Exploring your own intestines with VR

Pharmaceutical company AbbVie wants to make intestinal diseases more tangible with virtual and augmented reality apps - This is both for the education of patients and for the training of specialists.

Intestinal diseases affect countless people. The unpredictable illnesses, which often lead to severe diarrhoea, nausea and abdominal pain, are stressful for those affected. Despite its prevalence, the topic is still a taboo subject for many. VR and AR are now being used as new means of communication to help people talk about it, as well as for educational and research purposes.

Explaining visually with VR and AR

The Austrian biopharmaceutical company AbbVie has developed applications for virtual, augmented and mixed reality technologies to help understand chronic inflammatory bowel diseases. The app uses Microsoft's HoloLens augmented reality glasses to superimpose virtual numbers, data, text, graphics and other objects, such as the schematic structure of cells and molecules, into real space. The virtual 3D objects can be moved, enlarged or hidden by the user. If several users use the app in conjunction with a pair of glasses at the same time, they all see the same objects and thus share a virtual space.

The VR app, on the other hand, is more vivid. The user is immersed in the virtual model of an intestinal tract, for example, which can be traversed. By taking a targeted look, you can zoom in and display the pathological tissue in more detail, for example. Some doctors who were able to try out the solutions in field trials were particularly enthusiastic about the latter function. The VR glasses are particularly practical for explaining the facts to patients. "In the exchange of information between colleagues as well as doctors and patients, the vivid visualisation is more powerful and leaves exciting impressions," says Gernot Zauhar, specialist in internal medicine at the Elisabethinen Hospital in Graz.

Means of communication with patients

"This technology could be used as a means of communication with patients to clearly demonstrate which treatment options are possible," says Barbara Sutter, a specialist in internal medicine at Hörgas-Enzenbach Regional Hospital. For example, patients could be shown the positive effects a therapy would have on the intestinal mucosa.

Training tool for specialists

But there is also great potential in other areas. "As far as VR glasses are concerned, I can very well imagine them being used in training - if you can show young colleagues realistic case studies and where it is also possible to interpret different findings," explains Alexander Moschen, Senior Consultant at the University Clinic for Internal Medicine Innsbruck.
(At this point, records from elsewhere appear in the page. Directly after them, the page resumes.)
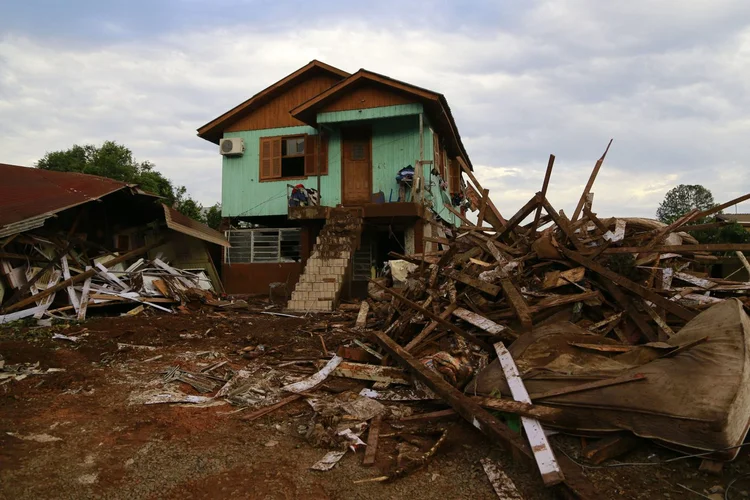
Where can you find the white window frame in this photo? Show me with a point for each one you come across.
(259, 249)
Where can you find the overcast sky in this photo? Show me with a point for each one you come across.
(668, 80)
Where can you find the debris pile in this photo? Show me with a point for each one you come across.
(61, 276)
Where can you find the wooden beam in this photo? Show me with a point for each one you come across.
(719, 208)
(632, 286)
(627, 305)
(517, 302)
(494, 217)
(661, 233)
(707, 247)
(83, 276)
(480, 321)
(545, 184)
(590, 184)
(483, 207)
(372, 441)
(610, 447)
(474, 282)
(543, 454)
(429, 328)
(519, 216)
(563, 223)
(589, 386)
(426, 312)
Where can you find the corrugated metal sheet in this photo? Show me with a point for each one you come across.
(185, 225)
(28, 196)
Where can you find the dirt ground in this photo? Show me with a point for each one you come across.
(79, 434)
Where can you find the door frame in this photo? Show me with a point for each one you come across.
(360, 130)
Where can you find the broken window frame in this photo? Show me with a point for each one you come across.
(263, 246)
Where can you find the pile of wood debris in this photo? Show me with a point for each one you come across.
(61, 276)
(617, 287)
Especially in the field of endoscopy, this interactive visualisation would work better than simple images.

However, virtual reality glasses could also be used in exchanges between researchers and experts, for example to visualise and discuss findings and hypotheses together. AbbVie itself sees the use of VR and AR in medicine as an important milestone. "I'm fascinated by it, it opens up new dimensions, it's exciting to think about how you can make a difference with this technology," says Ingo Raimon, General Manager of AbbVie in Austria.